I know that shot is supposed to hurt, but it doesn’t. I don’t care what he thinks of me, of my family or my choices. “I’m only telling you because it’s the right thing to do. Not because I expect anything from you.”

He looks dumbstruck. I wonder how many other women he’s been sleeping with while not using condoms and pretending to be single. Maybe even other women at this college who thought they were protecting their own reputation by keeping the secret. “I think it would be easier all around if you make this decision regarding the baby in the same way I told you to make the decisions regarding your career,” he says. “Don’t factor me into the equation.”

“Would you sign away your rights to the child?”

He shrugs, as if I’m asking for something meaningless. “If that’s what you want, that’s fine with me.”

I take a breath. “And when I defend my dissertation, I expect you to do the same. Evaluate me as if we were never together, as if we were never involved.”

“You think I’m going to evaluate you unfairly because of all of this? I have the highest regard for academic integrity.”

I laugh. “Because academic integrity is everything, right? Apparently, for you, it’s even more important than personal integrity.” I take the ultrasound photo from his desk, tuck it into my purse, and leave his office.

Maybe it’s not wise to walk away with bitterness between us when the future of my degree hangs in the balance. If I’m going to move away and start over, I’m going to want this degree I’ve busted my ass for. But it was worth it.

Easton

Me: Everything okay? I missed you yesterday.

Shay: I’m dealing with some stuff at school. I’ve had some unexpected changes that complicate things.

Me: Can I help?

Shay: I need to do this myself.

Me: Will I see you at gymnastics tonight? Abi is excited.

Shay: No, Nic’s taking Lilly.

Me: You’re avoiding me.

Shay: I am. Kind of. Give me some space, Easton. We’ll talk, but I need to take care of me right now.

“What do you think about this one?” Carter asks, twisting the solitary diamond band between two fingers. “Is it too simple?”

I shove my phone into my back pocket and swallow my heartache. Because when your childhood best friend wants you to come along to pick out an engagement ring for the love of his life, you do it. “Simple isn’t a bad thing.” I study the diamond. “And that one doesn’t strike me as simple at all. Just . . . solid. Like you two.”

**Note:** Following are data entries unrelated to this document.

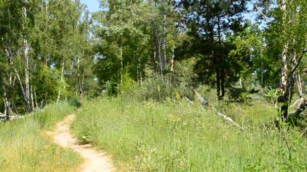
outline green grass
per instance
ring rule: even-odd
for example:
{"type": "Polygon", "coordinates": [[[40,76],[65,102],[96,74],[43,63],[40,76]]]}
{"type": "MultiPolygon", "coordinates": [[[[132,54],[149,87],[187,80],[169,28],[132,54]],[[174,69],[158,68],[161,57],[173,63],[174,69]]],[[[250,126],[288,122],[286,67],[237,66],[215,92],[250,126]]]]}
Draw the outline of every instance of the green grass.
{"type": "Polygon", "coordinates": [[[45,134],[74,111],[66,103],[50,105],[24,118],[0,124],[0,171],[76,170],[82,161],[80,155],[52,143],[45,134]]]}
{"type": "Polygon", "coordinates": [[[85,103],[72,128],[112,155],[120,171],[307,170],[304,137],[244,125],[240,131],[197,104],[122,97],[85,103]]]}

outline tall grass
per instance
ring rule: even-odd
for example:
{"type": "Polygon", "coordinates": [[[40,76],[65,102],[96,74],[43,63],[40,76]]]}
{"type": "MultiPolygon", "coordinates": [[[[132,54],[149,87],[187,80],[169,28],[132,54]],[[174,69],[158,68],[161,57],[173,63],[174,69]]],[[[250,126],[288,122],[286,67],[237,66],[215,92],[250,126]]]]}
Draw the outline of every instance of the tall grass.
{"type": "Polygon", "coordinates": [[[119,170],[307,170],[306,140],[296,132],[241,131],[182,101],[101,98],[83,104],[72,128],[81,142],[112,154],[119,170]]]}
{"type": "Polygon", "coordinates": [[[82,160],[80,155],[44,136],[45,131],[73,112],[67,103],[53,104],[25,118],[0,124],[0,171],[76,169],[82,160]]]}

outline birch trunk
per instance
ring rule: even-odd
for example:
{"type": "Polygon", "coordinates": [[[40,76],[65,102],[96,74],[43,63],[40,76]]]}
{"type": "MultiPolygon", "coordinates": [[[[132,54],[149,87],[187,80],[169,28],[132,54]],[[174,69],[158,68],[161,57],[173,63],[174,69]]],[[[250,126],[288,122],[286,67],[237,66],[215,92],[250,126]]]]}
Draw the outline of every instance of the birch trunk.
{"type": "Polygon", "coordinates": [[[123,71],[124,71],[124,65],[123,63],[123,50],[121,47],[121,83],[123,81],[123,71]]]}
{"type": "Polygon", "coordinates": [[[59,93],[58,94],[58,98],[57,98],[57,103],[60,102],[60,99],[61,98],[61,90],[63,88],[64,84],[64,66],[65,65],[65,60],[63,58],[63,62],[62,64],[62,71],[61,73],[61,88],[59,90],[59,93]]]}
{"type": "Polygon", "coordinates": [[[19,74],[18,74],[18,72],[17,72],[17,70],[16,69],[16,68],[15,68],[14,70],[15,71],[15,74],[16,75],[16,76],[17,76],[17,80],[18,80],[18,82],[19,82],[19,85],[20,85],[20,90],[21,90],[21,92],[22,93],[22,95],[23,95],[23,97],[25,100],[25,102],[26,102],[26,106],[28,107],[30,105],[27,104],[28,101],[27,101],[27,97],[26,96],[26,92],[25,92],[25,89],[24,88],[22,82],[21,81],[21,79],[20,79],[20,77],[19,76],[19,74]]]}
{"type": "Polygon", "coordinates": [[[33,88],[34,93],[34,102],[35,103],[35,107],[36,109],[38,109],[38,104],[37,104],[37,98],[36,98],[36,90],[35,88],[33,88]]]}
{"type": "Polygon", "coordinates": [[[162,60],[162,72],[166,69],[166,49],[165,48],[165,38],[166,36],[166,4],[165,0],[162,0],[162,31],[161,32],[161,59],[162,60]]]}
{"type": "Polygon", "coordinates": [[[7,94],[7,90],[5,86],[4,82],[2,87],[3,89],[3,97],[4,99],[4,114],[5,115],[6,115],[5,120],[5,121],[8,121],[10,120],[10,116],[12,113],[12,109],[11,109],[11,102],[10,102],[9,98],[8,98],[8,95],[7,94]]]}
{"type": "MultiPolygon", "coordinates": [[[[284,26],[286,24],[286,14],[285,11],[286,10],[286,0],[282,0],[279,4],[279,8],[283,14],[283,21],[281,24],[284,26]]],[[[288,102],[289,100],[289,92],[288,92],[289,88],[287,88],[288,84],[289,76],[288,75],[288,45],[287,43],[285,43],[283,47],[283,50],[280,55],[280,61],[281,61],[281,70],[280,73],[280,81],[279,83],[279,90],[280,91],[281,96],[278,98],[278,102],[281,104],[281,108],[280,109],[280,112],[281,117],[283,122],[286,122],[287,121],[288,117],[288,102]]]]}
{"type": "Polygon", "coordinates": [[[300,76],[298,73],[296,73],[296,82],[297,83],[297,89],[298,90],[298,93],[299,94],[299,98],[301,98],[303,97],[303,91],[301,88],[301,82],[300,81],[300,76]]]}
{"type": "Polygon", "coordinates": [[[32,110],[35,110],[35,107],[34,106],[34,100],[33,96],[33,88],[32,85],[30,86],[31,91],[31,105],[32,105],[32,110]]]}
{"type": "Polygon", "coordinates": [[[175,58],[174,48],[172,50],[172,60],[171,61],[171,71],[174,73],[174,58],[175,58]]]}
{"type": "Polygon", "coordinates": [[[26,36],[25,23],[27,20],[27,9],[25,7],[22,8],[22,16],[24,18],[24,24],[23,25],[23,43],[24,43],[24,53],[25,55],[25,94],[26,94],[26,102],[27,107],[27,111],[30,110],[30,86],[29,83],[29,46],[28,41],[26,36]]]}
{"type": "MultiPolygon", "coordinates": [[[[154,2],[152,0],[150,0],[150,13],[152,14],[154,13],[154,10],[152,9],[152,6],[154,6],[154,2]]],[[[152,19],[153,20],[153,19],[152,19]]],[[[159,43],[159,39],[158,37],[158,31],[157,28],[157,25],[154,22],[152,22],[152,31],[154,32],[154,39],[155,41],[155,49],[156,50],[156,59],[157,61],[158,65],[158,71],[160,75],[161,78],[163,79],[163,73],[162,70],[162,65],[161,64],[161,56],[160,55],[160,46],[159,43]]]]}

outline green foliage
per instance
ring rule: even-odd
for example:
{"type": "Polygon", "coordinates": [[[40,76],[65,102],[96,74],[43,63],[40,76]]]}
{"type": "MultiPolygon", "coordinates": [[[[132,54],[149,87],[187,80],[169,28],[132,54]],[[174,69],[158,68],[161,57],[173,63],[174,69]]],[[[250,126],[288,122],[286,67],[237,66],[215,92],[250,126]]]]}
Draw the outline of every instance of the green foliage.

He grins. “I think so too.” His gaze flicks to the pocket where I just put away my phone. “Was that my sister?”

“Yeah.”

“She still avoiding you?”

I drag a hand through my hair. “Yeah.”

“Are you gonna do something about it?”

Do I look like an idiot? “She wants space.”

He frowns. “What’d you do?”

I shake my head. Carter doesn’t know about our history. I never told him about Paris or that she came to me when she found out their father was entering hospice care. Maybe it’s time to own up to all of it. “I didn’t do anything this time,” I say carefully. “But she has every reason to be cautious.”

“Meaning?”

“Listen, I’d like to tell you the whole thing, but if you beat in my face, you’re the one who has to explain your actions to my sweet, innocent daughter.”

His eyes go wide. “Oh, hell. We’re gonna need beer, aren’t we?”

I nod. “We should probably do this at the bar.”